Le tribunal juge au regard du droit et de la jurisprudence communautaire ** (et non au regard du droit interne français) que seuls doivent être exonérés de la TVA que les assujettis dont l’activité ne remplit pas la ou les fonctions essentielles d’une entreprise hôtelière et qui ne sont donc pas en concurrence potentielle avec ce type d’entreprise. La notion de secteur ayant une fonction similaire ne peut recevoir une interprétation stricte. Par suite, la circonstance qu’un opérateur ne fournisse pas trois des quatre prestations mentionnées au b du 4° de l’article 261 D ne permet pas d’écarter de manière certaine que les prestations d’hébergement temporaires qu’il réalise entrent en concurrence avec le secteur hôtelier. Dès lors, en exigeant, pour fixer le champ de l’exonération de la taxe sur la valeur ajoutée, que les prestations de mise à disposition d’un local meublé ou garni effectuées à titre onéreux et de manière habituelle comportent nécessairement un nombre prédéterminé de prestations de services accessoires qu’elles énumèrent, les dispositions précitées de l’article 261 D limitent excessivement le champ d’application de la taxe sur la valeur ajoutée des opérations d’hébergement temporaire qui remplissent les fonctions essentielles d’une entreprise hôtelière et sont en concurrence potentielle avec ces dernières. Dans cette mesure, ces dispositions méconnaissent les objectifs de la directive n° 2006/112/CE.
** Extrait décision du TA Grenoble qui considère que les critères contraignant de l’article 261 D CGI vont à l’encontre des objectifs du législateur européen4. Aux termes de l’article 135 de la directive n° 20
06/112/CE, reprenant les dispositions du b) du B de l’article 13 de la directive 77/388/CEE du Conseil du 17 mai 1977 : « 1. Les États membres exonèrent les opérations suivantes : (…) l) l’affermage et la location de biens immeubles. 2. Sont exclues de l’exonération prévue au paragraphe 1, point l), les opérations suivantes : a) les opérations d’hébergement telles qu’elles sont définies dans la législation des États membres qui sont effectuées dans le cadre du secteur hôtelier ou de secteurs ayant une fonction similaire, y compris les locations de camps de vacances ou de terrains aménagés pour camper (…) ».

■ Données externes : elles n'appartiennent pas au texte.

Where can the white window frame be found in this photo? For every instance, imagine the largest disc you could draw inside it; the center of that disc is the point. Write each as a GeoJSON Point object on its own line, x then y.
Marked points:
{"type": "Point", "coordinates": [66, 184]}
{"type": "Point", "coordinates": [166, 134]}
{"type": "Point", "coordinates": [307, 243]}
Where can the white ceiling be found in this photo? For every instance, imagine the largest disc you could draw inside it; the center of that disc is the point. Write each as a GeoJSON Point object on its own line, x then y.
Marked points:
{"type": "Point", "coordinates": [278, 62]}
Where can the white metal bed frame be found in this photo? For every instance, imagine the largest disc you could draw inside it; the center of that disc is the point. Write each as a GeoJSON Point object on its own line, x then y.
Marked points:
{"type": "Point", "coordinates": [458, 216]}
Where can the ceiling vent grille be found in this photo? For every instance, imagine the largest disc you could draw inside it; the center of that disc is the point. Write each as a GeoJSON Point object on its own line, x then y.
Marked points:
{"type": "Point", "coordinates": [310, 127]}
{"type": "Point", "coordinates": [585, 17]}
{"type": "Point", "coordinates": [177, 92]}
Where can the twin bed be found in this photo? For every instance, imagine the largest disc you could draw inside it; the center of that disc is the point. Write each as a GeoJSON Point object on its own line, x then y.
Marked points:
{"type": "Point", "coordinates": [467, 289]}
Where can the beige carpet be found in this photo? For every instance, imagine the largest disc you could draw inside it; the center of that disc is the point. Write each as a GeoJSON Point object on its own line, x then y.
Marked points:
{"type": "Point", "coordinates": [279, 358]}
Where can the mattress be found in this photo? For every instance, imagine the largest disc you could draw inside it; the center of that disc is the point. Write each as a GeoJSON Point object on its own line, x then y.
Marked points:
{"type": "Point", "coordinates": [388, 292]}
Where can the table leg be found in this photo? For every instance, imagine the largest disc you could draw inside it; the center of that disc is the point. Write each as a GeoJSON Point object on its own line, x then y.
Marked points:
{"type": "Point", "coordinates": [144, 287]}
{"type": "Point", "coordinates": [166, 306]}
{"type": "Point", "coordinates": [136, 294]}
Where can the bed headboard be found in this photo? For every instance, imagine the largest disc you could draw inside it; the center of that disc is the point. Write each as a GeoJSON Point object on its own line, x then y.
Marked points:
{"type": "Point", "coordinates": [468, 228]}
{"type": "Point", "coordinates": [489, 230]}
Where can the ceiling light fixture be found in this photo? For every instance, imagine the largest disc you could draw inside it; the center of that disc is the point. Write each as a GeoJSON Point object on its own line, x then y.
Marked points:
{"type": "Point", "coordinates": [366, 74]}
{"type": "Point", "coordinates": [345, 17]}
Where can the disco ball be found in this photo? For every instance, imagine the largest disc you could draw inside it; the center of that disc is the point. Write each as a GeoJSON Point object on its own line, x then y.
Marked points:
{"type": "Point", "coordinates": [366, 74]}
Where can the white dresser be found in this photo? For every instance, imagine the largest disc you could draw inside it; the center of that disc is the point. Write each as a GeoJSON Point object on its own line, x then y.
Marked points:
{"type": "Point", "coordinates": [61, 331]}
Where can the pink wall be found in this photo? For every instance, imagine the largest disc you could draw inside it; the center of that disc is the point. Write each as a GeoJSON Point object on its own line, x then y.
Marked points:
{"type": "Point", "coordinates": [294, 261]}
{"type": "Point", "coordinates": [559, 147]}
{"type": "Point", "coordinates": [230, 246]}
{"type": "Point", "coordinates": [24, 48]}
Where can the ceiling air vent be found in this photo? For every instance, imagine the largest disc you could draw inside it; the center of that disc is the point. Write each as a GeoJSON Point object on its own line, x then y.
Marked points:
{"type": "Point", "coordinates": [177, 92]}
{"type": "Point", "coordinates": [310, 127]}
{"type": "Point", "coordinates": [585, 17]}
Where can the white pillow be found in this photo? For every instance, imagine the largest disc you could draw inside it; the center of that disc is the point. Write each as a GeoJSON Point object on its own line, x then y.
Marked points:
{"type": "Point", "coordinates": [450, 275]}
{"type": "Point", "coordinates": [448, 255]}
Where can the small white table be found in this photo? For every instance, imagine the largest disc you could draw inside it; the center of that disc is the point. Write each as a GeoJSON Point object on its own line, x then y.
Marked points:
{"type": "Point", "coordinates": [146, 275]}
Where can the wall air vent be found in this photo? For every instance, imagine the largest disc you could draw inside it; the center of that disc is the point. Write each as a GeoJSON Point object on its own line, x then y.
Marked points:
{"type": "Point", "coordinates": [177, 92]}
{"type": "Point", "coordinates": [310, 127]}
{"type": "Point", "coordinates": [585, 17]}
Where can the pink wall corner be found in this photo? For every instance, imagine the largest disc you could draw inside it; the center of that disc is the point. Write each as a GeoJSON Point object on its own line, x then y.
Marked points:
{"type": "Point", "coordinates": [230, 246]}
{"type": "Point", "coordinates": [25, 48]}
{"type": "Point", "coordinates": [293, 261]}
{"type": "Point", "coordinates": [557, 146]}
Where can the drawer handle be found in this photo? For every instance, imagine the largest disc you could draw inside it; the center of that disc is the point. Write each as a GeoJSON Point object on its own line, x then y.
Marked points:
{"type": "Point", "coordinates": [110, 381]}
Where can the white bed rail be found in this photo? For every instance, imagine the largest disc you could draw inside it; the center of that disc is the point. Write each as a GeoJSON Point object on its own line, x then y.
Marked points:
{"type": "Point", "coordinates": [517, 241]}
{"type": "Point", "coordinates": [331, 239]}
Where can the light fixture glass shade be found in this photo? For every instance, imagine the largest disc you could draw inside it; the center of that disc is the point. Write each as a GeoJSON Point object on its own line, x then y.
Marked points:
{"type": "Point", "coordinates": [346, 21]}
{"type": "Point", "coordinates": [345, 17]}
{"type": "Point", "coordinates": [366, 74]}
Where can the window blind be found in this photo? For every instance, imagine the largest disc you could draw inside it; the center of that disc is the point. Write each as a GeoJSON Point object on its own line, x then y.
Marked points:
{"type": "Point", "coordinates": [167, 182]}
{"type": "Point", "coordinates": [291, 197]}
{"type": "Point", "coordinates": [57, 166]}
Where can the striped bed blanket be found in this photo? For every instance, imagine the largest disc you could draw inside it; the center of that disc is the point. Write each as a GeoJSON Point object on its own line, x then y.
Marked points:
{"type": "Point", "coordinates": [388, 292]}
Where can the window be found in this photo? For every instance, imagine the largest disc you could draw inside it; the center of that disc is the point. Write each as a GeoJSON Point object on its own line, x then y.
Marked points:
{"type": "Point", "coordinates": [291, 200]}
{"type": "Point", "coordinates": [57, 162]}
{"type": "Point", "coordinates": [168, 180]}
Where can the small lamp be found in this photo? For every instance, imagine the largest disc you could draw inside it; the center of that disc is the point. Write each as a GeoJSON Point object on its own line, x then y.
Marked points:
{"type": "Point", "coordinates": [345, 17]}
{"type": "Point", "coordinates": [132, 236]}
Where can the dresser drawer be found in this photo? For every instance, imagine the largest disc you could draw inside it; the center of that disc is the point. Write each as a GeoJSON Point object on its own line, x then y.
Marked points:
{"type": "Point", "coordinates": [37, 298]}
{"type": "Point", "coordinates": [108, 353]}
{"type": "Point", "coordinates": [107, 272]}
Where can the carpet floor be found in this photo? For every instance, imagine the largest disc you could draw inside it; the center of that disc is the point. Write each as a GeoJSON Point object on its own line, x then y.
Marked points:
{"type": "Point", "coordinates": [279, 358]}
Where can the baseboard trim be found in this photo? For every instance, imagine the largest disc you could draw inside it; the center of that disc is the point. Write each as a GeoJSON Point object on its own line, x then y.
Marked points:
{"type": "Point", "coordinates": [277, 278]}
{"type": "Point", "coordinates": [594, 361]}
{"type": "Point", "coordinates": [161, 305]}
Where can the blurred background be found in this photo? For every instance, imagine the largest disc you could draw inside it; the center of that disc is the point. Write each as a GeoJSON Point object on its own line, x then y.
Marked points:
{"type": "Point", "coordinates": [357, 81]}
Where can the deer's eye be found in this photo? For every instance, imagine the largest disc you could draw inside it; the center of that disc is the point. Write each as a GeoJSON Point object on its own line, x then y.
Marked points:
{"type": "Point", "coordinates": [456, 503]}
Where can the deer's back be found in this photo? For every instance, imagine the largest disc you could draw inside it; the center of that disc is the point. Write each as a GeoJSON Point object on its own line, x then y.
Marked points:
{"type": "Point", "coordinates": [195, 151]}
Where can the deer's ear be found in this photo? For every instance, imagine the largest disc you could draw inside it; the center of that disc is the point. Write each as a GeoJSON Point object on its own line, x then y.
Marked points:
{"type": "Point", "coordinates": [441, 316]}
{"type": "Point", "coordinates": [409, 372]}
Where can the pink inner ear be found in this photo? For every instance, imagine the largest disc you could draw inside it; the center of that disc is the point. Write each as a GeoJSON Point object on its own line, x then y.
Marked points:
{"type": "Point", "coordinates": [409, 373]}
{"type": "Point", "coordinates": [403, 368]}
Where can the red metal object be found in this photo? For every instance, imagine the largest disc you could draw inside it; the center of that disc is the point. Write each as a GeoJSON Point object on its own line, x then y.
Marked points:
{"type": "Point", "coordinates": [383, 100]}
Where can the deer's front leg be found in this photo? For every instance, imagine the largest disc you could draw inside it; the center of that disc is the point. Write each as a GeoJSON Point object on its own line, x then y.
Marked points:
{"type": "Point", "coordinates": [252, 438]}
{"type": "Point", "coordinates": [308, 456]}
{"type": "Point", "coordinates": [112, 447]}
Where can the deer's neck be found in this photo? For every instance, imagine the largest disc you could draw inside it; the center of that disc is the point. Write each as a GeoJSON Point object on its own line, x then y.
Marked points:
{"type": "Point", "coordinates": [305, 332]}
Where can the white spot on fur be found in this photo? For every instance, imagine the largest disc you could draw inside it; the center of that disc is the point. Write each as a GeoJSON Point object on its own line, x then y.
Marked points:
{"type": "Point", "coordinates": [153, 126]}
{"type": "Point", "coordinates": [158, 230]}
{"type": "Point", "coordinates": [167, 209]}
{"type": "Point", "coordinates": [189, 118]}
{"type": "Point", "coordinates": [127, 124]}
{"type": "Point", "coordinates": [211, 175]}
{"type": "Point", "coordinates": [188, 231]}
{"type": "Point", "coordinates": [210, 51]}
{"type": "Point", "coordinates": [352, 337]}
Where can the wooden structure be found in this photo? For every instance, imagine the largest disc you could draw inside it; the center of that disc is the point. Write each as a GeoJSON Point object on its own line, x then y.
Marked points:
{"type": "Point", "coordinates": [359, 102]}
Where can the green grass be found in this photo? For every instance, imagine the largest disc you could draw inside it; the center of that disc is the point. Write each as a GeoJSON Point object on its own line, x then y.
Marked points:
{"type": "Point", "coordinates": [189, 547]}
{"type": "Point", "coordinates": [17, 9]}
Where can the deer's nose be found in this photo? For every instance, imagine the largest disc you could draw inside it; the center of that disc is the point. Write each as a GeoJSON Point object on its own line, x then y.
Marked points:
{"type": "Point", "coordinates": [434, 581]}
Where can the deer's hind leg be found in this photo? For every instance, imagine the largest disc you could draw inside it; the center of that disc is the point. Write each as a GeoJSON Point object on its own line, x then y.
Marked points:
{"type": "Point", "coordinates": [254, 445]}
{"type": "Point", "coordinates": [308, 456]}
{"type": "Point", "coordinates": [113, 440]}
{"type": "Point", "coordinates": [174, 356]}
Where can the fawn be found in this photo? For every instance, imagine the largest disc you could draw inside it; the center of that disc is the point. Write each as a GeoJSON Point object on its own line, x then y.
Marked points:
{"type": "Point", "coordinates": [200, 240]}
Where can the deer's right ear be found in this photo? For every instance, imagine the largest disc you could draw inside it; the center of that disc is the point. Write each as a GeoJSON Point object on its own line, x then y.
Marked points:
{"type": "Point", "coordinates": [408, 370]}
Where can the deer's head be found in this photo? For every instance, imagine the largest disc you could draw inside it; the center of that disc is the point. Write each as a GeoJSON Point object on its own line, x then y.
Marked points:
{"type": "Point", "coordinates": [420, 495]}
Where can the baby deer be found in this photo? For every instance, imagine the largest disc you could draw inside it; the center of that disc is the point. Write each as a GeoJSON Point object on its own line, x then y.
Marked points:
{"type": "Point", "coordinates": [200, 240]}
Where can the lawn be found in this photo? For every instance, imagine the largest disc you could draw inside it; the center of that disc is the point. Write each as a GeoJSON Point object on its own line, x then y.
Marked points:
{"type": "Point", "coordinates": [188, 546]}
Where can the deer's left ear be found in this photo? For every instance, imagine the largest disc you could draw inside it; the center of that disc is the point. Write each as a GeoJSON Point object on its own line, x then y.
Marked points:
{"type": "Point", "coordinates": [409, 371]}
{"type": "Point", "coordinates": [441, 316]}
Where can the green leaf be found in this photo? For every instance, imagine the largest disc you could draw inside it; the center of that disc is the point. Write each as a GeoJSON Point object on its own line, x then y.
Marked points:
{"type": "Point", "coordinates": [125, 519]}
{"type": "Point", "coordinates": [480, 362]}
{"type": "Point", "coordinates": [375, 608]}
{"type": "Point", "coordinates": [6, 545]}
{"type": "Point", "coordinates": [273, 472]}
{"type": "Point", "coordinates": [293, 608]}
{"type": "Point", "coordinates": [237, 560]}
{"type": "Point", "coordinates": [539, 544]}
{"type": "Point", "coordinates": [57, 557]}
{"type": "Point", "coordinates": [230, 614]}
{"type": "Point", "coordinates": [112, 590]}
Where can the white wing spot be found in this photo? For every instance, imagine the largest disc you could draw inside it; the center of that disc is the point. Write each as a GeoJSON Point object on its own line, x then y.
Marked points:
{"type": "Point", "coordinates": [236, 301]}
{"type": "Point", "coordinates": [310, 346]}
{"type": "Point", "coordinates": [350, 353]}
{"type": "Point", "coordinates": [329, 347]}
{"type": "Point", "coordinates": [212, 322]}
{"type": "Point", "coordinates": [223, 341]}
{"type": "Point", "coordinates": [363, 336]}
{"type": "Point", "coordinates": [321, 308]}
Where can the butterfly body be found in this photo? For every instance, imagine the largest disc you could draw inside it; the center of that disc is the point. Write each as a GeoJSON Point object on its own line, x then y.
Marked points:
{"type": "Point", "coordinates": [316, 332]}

5. Par un arrêt du 12 février 1998, E. B. c/Finanzamt München, C-346/95, la Cour de justice des Communautés européennes a dit pour droit que les termes employés pour désigner les exonérations visées par l’article 13 de la sixième directive sont d’interprétation stricte, étant donné qu’elles constituent des dérogations au principe général selon lequel la taxe sur le chiffre d’affaires est perçue sur chaque prestation de services effectuée à titre onéreux par un assujetti. Elle en a déduit que le membre de phrase « à l’exception des opérations d’hébergement telles qu’elles sont définies dans la législation des États membres qui sont effectuées dans le cadre du secteur hôtelier ou de secteurs ayant une fonction similaire », figurant à l’article 13 B, sous b), point 1, de la sixième directive, introduit une exception à l’exonération prévue par ces dispositions pour la location de biens immeubles et qu’il place donc les opérations qu’il vise sous le régime général de cette directive, qui tend à soumettre à la taxe toutes les opérations imposables, sauf les dérogations expressément prévues et, qu’ainsi, cette clause ne saurait recevoir une interprétation stricte.